The Second Death of Daedalus Mole
The Second Death Of Daedalus Mole by Niall Slater Unbound Sci Fi & Fantasy Pub Date 14 Jan 2019
The Second Death of Daedalus Mole shows a great deal of promise. It isn’t easy to write a non-traditional space opera in a universe populated by original races and distinctive technology where humans play only a small role. The novel gets off to a bumpy start, the characters and the writing becoming more certain as the novel gets into the story. Niall Slater has a lot of ambition, The Second Death of Daedalus Mole has a broad story arc despite being only the first novel in a series. Only the occasional hiccup mars an otherwise well imagined story.
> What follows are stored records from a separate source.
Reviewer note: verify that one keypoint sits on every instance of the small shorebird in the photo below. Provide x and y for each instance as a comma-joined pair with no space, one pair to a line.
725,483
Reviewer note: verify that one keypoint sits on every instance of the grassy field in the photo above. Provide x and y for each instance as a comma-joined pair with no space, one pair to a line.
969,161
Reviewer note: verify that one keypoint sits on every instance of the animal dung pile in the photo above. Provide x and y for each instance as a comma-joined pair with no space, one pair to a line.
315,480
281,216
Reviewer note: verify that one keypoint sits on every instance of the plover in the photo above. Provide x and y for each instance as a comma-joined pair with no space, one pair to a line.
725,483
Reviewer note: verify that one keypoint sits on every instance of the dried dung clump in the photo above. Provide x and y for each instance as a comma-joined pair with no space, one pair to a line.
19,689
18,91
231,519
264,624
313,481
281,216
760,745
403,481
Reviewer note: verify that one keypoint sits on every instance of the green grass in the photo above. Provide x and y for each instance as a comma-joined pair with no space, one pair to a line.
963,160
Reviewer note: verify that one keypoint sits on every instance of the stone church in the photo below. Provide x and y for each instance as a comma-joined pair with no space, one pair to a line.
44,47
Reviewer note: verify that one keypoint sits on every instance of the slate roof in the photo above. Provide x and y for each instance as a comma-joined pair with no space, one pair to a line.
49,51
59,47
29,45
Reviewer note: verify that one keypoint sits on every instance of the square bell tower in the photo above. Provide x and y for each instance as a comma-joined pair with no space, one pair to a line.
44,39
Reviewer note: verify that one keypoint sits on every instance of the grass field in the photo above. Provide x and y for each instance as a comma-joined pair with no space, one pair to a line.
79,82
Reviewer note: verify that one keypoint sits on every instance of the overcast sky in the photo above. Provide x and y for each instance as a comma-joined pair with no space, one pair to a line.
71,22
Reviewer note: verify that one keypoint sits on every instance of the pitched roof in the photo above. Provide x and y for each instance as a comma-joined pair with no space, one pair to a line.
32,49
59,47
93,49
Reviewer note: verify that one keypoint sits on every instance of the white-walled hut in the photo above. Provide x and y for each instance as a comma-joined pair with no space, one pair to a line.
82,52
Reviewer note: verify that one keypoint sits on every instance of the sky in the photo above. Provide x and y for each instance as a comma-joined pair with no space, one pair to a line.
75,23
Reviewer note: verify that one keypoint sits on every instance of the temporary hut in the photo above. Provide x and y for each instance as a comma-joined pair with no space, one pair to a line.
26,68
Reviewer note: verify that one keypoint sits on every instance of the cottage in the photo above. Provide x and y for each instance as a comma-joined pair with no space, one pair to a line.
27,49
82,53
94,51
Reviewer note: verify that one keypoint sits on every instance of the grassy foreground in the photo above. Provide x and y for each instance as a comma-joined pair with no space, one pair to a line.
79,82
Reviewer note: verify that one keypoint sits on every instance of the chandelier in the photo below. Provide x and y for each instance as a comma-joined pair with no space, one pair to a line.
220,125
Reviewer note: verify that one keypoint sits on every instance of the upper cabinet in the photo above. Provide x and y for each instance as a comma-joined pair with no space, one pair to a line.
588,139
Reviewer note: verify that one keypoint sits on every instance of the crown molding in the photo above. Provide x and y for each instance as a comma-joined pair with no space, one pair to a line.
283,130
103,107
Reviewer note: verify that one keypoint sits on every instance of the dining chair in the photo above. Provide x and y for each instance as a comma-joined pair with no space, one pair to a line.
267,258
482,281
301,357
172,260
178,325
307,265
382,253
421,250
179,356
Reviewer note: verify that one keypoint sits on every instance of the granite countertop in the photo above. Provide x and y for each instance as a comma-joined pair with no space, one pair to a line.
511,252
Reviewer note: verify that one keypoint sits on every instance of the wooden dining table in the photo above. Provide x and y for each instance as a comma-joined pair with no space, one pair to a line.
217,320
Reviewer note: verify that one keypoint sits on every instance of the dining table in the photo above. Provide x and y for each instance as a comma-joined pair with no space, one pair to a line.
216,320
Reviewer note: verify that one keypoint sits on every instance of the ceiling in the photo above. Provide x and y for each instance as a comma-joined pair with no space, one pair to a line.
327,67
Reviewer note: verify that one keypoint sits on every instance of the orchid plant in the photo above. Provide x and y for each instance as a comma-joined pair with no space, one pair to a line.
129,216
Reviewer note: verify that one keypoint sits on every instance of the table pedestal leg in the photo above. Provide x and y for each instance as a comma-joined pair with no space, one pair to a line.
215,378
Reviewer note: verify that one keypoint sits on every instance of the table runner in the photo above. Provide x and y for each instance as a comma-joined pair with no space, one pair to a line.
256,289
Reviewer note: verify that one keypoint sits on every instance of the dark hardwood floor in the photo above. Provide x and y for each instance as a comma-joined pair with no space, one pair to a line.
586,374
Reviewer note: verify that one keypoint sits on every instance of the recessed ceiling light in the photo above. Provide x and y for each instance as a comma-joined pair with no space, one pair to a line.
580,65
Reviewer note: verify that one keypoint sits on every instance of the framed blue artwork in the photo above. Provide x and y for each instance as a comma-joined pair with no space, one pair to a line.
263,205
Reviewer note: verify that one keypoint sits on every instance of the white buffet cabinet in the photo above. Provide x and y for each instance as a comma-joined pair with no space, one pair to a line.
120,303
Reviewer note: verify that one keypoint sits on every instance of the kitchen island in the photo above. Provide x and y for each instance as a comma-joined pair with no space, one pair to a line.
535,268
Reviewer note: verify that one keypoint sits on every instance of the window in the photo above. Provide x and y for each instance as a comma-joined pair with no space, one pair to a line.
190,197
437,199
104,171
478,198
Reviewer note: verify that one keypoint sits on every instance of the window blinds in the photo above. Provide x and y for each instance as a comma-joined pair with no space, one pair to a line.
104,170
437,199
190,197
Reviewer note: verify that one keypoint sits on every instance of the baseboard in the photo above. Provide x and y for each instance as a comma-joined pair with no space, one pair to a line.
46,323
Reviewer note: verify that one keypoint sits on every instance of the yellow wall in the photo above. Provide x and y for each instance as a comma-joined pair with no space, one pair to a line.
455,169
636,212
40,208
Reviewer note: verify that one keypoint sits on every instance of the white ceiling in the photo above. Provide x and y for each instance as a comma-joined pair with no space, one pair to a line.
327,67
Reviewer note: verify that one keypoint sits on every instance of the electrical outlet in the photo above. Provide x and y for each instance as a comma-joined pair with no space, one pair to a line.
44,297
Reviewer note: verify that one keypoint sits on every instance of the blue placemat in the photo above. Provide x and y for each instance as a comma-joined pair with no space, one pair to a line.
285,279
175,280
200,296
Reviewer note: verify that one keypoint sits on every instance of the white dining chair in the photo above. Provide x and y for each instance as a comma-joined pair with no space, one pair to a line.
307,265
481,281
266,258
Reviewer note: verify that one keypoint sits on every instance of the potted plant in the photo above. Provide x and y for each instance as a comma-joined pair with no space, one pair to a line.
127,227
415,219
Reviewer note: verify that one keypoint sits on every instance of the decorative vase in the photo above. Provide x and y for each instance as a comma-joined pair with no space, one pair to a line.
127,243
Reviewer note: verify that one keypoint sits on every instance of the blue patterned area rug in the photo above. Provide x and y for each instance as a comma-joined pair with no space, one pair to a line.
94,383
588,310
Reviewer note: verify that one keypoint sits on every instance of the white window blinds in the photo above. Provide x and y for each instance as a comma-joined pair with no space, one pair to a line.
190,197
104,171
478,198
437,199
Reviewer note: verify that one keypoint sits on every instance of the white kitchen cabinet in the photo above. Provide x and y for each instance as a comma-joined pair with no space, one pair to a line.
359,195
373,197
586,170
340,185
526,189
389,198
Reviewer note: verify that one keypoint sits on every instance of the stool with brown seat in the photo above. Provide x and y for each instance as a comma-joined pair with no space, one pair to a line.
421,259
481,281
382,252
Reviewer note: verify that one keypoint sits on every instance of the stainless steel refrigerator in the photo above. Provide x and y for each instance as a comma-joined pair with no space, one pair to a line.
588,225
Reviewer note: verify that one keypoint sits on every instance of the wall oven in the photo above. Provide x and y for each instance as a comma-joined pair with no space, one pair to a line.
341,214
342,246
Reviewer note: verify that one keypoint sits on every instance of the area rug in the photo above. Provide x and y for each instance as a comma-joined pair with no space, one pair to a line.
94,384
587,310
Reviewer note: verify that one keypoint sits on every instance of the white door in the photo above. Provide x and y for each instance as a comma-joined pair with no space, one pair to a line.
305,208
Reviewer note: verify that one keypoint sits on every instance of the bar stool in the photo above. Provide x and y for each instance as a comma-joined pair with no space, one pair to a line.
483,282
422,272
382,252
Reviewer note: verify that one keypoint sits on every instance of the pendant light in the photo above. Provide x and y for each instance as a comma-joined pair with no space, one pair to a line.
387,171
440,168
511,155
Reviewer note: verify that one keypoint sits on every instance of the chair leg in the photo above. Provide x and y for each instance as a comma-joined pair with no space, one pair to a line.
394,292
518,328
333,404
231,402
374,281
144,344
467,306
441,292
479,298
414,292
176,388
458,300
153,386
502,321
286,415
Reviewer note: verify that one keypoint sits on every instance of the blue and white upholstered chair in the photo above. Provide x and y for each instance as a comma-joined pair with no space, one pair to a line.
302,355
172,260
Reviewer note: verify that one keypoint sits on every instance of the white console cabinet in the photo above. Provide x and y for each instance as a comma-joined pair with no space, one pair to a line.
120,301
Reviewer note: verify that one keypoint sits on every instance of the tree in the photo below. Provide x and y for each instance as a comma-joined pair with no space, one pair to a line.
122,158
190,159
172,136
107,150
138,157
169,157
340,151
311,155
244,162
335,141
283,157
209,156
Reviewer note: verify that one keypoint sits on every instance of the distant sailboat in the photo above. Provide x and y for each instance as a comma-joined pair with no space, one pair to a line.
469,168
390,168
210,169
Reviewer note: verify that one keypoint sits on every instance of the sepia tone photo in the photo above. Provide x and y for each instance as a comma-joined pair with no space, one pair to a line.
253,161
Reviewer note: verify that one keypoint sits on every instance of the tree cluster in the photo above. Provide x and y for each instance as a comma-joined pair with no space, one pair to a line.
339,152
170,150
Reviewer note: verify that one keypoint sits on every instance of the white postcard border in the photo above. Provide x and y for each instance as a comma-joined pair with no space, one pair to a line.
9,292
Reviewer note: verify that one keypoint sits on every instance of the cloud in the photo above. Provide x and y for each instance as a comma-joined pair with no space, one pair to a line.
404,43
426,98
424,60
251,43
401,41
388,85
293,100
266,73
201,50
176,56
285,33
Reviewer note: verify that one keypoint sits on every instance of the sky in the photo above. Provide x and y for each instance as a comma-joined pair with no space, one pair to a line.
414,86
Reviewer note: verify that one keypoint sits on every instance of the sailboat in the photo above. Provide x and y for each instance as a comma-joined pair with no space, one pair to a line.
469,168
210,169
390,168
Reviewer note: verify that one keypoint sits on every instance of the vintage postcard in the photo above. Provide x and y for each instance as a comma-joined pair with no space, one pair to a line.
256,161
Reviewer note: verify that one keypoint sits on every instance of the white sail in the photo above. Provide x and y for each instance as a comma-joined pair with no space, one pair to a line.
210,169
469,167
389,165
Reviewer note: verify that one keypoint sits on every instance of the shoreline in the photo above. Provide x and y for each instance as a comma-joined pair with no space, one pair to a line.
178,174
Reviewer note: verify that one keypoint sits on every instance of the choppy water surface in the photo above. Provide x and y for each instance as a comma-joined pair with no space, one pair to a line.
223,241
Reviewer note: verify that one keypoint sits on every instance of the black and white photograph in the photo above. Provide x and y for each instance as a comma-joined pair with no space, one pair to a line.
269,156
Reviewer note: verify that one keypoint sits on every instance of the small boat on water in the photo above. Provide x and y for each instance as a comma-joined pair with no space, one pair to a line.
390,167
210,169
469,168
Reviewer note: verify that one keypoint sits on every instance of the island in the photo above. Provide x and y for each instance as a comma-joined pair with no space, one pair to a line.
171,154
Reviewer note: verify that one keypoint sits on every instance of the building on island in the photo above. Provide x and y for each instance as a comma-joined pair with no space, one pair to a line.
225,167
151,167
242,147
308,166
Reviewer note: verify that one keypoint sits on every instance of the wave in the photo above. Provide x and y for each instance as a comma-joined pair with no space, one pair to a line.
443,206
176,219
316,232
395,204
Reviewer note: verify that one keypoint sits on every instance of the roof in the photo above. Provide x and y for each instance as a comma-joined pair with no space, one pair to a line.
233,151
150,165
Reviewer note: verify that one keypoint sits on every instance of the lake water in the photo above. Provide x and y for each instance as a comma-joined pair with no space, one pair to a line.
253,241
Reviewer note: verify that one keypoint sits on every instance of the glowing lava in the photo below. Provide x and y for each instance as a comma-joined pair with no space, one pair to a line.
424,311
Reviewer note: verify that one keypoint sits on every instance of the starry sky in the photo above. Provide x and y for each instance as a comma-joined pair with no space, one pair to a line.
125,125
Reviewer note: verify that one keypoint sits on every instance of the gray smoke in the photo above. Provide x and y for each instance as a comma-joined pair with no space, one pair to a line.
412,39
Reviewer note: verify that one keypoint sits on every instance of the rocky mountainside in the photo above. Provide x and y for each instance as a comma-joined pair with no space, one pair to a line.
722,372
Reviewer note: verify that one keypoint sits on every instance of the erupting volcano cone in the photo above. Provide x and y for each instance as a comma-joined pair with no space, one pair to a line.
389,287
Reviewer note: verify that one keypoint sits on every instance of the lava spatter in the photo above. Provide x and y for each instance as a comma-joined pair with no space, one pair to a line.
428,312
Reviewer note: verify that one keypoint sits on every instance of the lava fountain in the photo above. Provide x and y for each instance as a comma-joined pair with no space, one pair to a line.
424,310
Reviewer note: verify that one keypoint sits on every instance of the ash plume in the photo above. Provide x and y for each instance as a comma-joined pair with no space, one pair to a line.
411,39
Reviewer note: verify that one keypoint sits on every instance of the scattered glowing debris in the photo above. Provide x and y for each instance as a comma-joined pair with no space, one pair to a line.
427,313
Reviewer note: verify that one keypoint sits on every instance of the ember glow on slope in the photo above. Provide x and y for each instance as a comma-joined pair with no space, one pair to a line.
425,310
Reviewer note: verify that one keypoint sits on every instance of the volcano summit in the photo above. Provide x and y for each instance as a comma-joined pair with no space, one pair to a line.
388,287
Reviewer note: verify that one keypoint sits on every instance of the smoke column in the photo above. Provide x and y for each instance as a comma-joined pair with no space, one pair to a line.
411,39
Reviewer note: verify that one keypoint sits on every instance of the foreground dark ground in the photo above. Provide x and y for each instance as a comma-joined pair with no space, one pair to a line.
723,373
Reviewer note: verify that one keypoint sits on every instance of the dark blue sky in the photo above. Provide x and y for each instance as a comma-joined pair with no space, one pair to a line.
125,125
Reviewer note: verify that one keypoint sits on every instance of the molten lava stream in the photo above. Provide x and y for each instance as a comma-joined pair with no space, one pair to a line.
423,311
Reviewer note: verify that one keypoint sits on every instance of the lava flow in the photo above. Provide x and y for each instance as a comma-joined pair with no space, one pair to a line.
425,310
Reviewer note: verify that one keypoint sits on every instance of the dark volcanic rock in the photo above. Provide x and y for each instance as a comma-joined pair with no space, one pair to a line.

Daedalus Mole is a ne’er do well pilot, picking up whatever credits he can. He needs money, and Erin needs a ride, so he agrees. What he doesn’t realize is that his naive passenger has a bounty on her head, and that powerful players have plans for them both. Daedalus may not have been able to prevent the death of his best friend long ago. He doesn’t see himself as any sort of hero. Despite this, he may just be the universe’s one last hope of saving them all.
The Second Death of Daedalus Mole is an imaginative, thought provoking piece of fiction, and I for one am curious where Daedalus will be taken next.
4 / 5
I received a copy of The Second Death of Daedalus Mole from the publisher and netgalley.com in exchange for an honest review.
Description Daedalus Mole wants to make the best of a bad situation. The plan: fly his unwanted passenger, Erin, to her destination, squeeze her for every last penny, then immediately find refuge in the nearest pub. Unfortunately, when the galaxy is on the verge of economic collapse and your passenger has a bounty the size of a planet on her head, there’s only so much another drink can do to help. Daedalus soon finds himself playing babysitter to someone stronger, angrier and far more dangerous than he is. On top of that: the booze is running out, his ship’s AI won’t stop trying to kill him, and he’s having to pretend very hard that he hasn’t started hearing voices in his head.